Прощай, цирк | страница 56
Мать умерла. Всю весну она тянула свою старую песню о цветах и в конце концов умерла под их тенью. Это случилось через несколько дней после того, как на лагерстремии начали лопаться фиолетовые почки.
Мать говорила, что когда расцветает лагерстремия, тогда и наступает настоящее лето. Еще она говорила, что эти цветы трижды распустятся и трижды опадут, прежде чем придет осень, и лишь только тогда, когда облетят все лепестки, можно будет есть рис нового урожая. Мать покинула этот мир еще до того, как опали первые цветы. Это был чхобок, первые три дня после летнего солнцестояния, когда солнце жарит, точно печь.
Из-за жары рабочие быстро выбивались из сил. В такой ситуации директор приостановил все работы и заказал ужин в ресторане. Его выбор пал на ресторан моего брата, что, конечно, было знаком особого внимания и заботы, но меня вся эта ситуация только смущала и выводила из равновесия. Я как раз вышел из машины и стоял в нерешительности, как вдруг на глаза мне попалась мать, которая выбежала из дома встречать гостей. Она выглядела больной, но не настолько, чтобы я мог предугадать ее скорую смерть. Я скомкано поздоровался с ней и, смешавшись с толпой, сел на свое место.
Тогда я еще не знал ни того, что ее здоровье сильно ухудшилось, ни того, что она бродила по ночам, с трудом ковыляя по дороге. Как знать, быть может, она отсрочивала неизбежное, чтобы дождаться меня. После ее смерти я все думал: «Если бы не чхобок, если бы директор не привел нас в ресторан брата, если бы мать не увидела меня, то, возможно, она прожила бы немного дольше?»

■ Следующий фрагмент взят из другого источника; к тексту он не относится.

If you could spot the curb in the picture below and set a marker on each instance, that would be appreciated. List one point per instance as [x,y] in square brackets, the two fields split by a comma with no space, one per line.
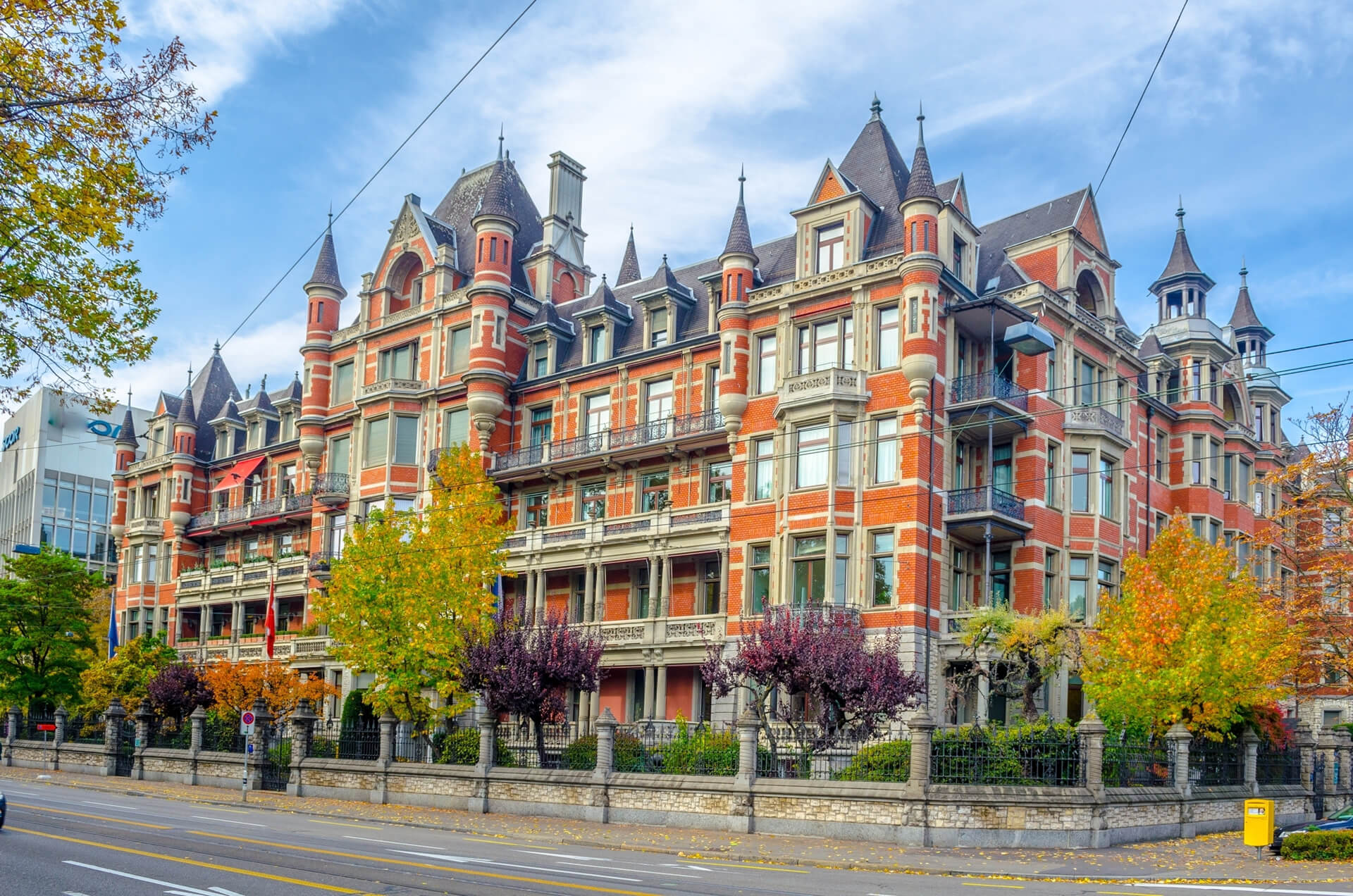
[722,856]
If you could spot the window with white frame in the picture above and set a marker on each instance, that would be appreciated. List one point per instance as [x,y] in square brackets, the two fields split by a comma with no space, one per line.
[826,344]
[831,247]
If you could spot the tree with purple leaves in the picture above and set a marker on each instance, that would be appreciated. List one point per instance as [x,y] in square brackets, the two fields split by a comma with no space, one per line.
[813,671]
[176,690]
[525,669]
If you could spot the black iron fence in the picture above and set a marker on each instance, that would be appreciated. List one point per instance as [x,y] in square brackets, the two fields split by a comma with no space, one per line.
[676,749]
[1278,765]
[1016,757]
[359,740]
[1216,764]
[1137,762]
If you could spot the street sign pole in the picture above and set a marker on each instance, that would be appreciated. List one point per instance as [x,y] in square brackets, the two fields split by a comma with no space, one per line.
[245,728]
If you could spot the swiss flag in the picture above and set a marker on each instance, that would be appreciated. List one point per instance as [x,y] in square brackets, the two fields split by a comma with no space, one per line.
[270,623]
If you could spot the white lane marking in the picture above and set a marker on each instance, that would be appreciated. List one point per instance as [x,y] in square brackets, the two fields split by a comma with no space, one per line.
[581,859]
[125,809]
[176,888]
[210,818]
[462,860]
[1249,890]
[638,871]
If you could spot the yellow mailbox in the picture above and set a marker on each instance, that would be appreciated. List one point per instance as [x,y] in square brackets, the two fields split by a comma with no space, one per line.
[1259,822]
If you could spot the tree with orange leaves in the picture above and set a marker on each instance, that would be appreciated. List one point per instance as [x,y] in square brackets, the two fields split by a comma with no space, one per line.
[1190,639]
[237,685]
[1307,534]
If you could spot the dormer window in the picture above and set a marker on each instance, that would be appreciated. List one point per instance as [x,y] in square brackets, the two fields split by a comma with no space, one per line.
[597,344]
[540,359]
[658,324]
[831,248]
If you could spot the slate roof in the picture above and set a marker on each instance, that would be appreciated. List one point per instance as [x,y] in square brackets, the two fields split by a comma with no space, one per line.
[326,263]
[460,204]
[1042,220]
[629,264]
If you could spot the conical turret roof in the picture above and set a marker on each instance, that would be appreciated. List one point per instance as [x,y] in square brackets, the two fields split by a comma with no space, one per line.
[326,264]
[922,183]
[739,235]
[629,264]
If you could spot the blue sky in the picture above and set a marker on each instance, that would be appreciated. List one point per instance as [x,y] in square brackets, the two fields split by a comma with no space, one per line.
[1249,118]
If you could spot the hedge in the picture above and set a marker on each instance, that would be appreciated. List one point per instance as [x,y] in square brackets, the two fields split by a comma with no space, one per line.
[1319,845]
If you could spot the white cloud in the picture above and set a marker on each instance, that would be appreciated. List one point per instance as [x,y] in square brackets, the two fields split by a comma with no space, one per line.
[225,38]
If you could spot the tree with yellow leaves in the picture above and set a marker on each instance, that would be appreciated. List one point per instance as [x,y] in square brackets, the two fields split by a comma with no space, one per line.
[1190,639]
[413,586]
[237,685]
[88,147]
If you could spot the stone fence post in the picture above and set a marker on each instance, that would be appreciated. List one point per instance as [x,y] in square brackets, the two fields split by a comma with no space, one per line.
[923,733]
[1179,740]
[263,722]
[1092,731]
[605,728]
[1251,743]
[1306,743]
[302,731]
[113,718]
[144,718]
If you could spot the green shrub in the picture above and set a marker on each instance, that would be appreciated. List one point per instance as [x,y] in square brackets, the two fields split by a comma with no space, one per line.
[462,747]
[1319,845]
[889,761]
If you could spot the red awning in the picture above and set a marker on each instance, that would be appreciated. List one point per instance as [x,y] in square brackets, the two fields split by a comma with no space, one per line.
[237,474]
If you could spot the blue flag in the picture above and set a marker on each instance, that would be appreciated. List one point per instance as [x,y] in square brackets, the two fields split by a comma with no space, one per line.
[113,626]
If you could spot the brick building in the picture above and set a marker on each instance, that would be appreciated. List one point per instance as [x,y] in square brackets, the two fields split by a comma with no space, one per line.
[831,417]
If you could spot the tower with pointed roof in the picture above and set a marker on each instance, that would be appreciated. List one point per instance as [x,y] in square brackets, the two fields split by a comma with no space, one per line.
[490,299]
[739,266]
[920,273]
[325,294]
[1182,289]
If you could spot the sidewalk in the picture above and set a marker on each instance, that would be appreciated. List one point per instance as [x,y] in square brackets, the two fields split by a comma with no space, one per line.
[1213,859]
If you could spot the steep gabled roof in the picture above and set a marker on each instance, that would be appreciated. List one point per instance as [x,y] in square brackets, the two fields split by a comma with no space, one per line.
[1039,221]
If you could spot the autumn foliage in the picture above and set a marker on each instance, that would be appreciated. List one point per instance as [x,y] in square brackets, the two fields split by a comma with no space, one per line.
[1190,639]
[237,685]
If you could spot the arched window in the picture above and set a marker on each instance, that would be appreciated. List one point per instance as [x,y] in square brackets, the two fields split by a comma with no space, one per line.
[1089,294]
[405,286]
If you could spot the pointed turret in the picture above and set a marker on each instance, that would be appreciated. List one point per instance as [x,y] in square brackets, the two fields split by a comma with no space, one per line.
[922,183]
[629,264]
[739,235]
[1182,289]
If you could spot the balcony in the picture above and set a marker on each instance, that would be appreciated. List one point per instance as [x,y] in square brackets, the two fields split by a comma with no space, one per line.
[686,430]
[834,389]
[254,514]
[332,489]
[689,524]
[969,512]
[988,398]
[1095,421]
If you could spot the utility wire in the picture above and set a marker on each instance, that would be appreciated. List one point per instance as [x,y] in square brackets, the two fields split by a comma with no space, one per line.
[1141,98]
[376,173]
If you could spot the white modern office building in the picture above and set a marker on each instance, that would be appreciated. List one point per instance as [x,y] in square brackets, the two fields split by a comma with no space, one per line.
[56,458]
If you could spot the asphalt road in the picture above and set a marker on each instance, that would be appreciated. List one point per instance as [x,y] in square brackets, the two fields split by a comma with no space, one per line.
[68,842]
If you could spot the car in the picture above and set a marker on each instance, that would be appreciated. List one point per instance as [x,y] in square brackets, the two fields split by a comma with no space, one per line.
[1341,821]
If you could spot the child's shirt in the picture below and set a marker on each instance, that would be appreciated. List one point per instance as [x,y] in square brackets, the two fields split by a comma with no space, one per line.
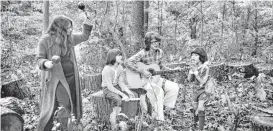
[111,75]
[202,71]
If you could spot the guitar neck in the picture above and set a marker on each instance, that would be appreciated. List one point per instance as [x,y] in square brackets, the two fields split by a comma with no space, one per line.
[169,71]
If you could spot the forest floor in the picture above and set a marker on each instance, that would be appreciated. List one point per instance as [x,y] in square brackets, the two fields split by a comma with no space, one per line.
[230,108]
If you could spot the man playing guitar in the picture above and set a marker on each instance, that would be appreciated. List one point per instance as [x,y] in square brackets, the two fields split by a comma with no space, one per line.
[153,55]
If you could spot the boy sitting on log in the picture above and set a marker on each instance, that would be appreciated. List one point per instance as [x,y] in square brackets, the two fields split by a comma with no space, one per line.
[113,84]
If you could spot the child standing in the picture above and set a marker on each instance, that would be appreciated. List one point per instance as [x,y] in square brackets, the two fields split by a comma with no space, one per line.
[199,75]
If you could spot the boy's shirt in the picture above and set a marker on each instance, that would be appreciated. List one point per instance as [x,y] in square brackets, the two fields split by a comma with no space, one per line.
[202,73]
[147,57]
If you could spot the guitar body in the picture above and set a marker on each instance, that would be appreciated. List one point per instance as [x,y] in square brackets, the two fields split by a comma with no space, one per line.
[137,80]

В тот день я старался не приглядываться к ней особенно внимательно. Пока она, хромая, с протезом на ноге, но уже переодевшаяся в праздничную одежду, шагала в сторону зарослей лагерстремии, я, затерявшись среди рабочих, украдкой смотрел на брата с девушкой. Она выглядела еще более худой, чем раньше. Ее тело походило на хрупкий стебелек цветка. Она сама и была нежным цветком, что увянет, стоит его сжать посильнее. Каждый раз, когда между фигурами тесно сидящих гостей образовывался просвет, мои глаза находили ее и жадно ласкали ее тело. Это было кощунственное желание. Стоило мне случайно встретиться с ней взглядом, я тут же отворачивался. Ее взгляд был острым, словно в зрачках прятались наточенные кинжалы; они метили в мое сердце и глубоко проникали в мою душу. От этих ран сердце замирало, обливаясь кровью. В те самые минуты, когда умирала моя мать, я тоже умирал, пусть и от совсем иной болезни.